The two directors of ABC Holdings are A and B. However, the proposed restructure of the ABC Group intends to separate the ABC Group into two discrete business operations, with each director taking ownership of one each. Under the current structure, the wind-up of ABC Holdings will be limited by its shareholding in ABC V&V. Therefore, the demerger is proposed so that the underlying owners of ABC Holdings will hold a direct interest in ABC V&V (ie. as ABC Holdings will no longer hold an ownership interest in ABC V&V).
However, the above proposal is a long-term plan that is currently being considered. Immediately after the proposed demerger, it is envisaged that ABC Holdings will maintain its holding company status of the ABC Group with its subsidiaries whilst continuing its operations.
Further matters regarding the demerger
It is assumed that immediately after the distribution of property, the market value of the assets of ABC Holdings will exceed the total amount (as shown in its books of account) of its liabilities and share capital.

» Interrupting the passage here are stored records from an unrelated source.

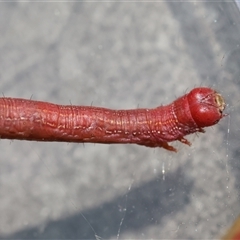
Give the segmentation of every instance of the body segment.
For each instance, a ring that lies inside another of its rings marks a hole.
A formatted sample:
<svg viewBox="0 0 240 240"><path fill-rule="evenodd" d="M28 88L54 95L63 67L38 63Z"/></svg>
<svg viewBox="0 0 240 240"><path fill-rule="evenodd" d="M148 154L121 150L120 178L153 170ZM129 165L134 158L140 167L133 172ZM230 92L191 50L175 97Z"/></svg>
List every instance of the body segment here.
<svg viewBox="0 0 240 240"><path fill-rule="evenodd" d="M225 103L210 88L196 88L167 106L111 110L0 98L0 138L92 143L135 143L175 148L184 136L203 132L223 116Z"/></svg>

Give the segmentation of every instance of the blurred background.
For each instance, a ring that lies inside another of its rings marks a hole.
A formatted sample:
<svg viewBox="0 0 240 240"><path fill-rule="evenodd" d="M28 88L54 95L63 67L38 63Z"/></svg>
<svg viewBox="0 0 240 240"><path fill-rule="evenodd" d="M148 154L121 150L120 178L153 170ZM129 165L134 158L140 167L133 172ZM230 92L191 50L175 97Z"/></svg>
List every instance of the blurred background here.
<svg viewBox="0 0 240 240"><path fill-rule="evenodd" d="M3 96L156 107L196 86L227 117L178 153L0 141L0 238L211 239L240 214L240 12L234 1L1 2Z"/></svg>

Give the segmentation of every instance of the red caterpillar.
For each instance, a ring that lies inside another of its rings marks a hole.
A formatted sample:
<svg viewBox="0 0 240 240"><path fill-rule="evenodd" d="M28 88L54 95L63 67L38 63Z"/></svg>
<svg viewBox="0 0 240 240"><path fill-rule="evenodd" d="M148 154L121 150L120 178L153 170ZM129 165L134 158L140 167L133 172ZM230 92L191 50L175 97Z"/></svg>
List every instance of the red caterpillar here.
<svg viewBox="0 0 240 240"><path fill-rule="evenodd" d="M167 106L111 110L62 106L25 99L0 98L0 138L35 141L135 143L177 151L168 142L216 124L223 97L210 88L195 88Z"/></svg>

Following the demerger, the non-assessable, non-exempt dividend will be distributed to the respective trusts. The XX and YY trusts will not distribute the shares in ABC V&V to their respective beneficiaries.
There is no proposal for the sale of shares in ABC V&V by XX Trust and YY Trust following the demerger.
In the event of the winding-up of ABC V&V:
● all proceeds exceeding the original paid up capital will be fully assessable in the hands of the trustee/beneficiaries under section 47 of the ITAA 1997.
● The XX, YY and ZZ trusts will not treat the Liquidator’s dividend under section 47 as a return of capital; nor will they re-characterise such income received when it is distributed to their respective beneficiaries.
● Neither the XX and YY trusts nor their beneficiaries have carried forward tax losses at the date of this Ruling.
● No entity comprising the ABC Group, and the ABC V&V and ABC S&S group, will qualify for the small business tax concessions.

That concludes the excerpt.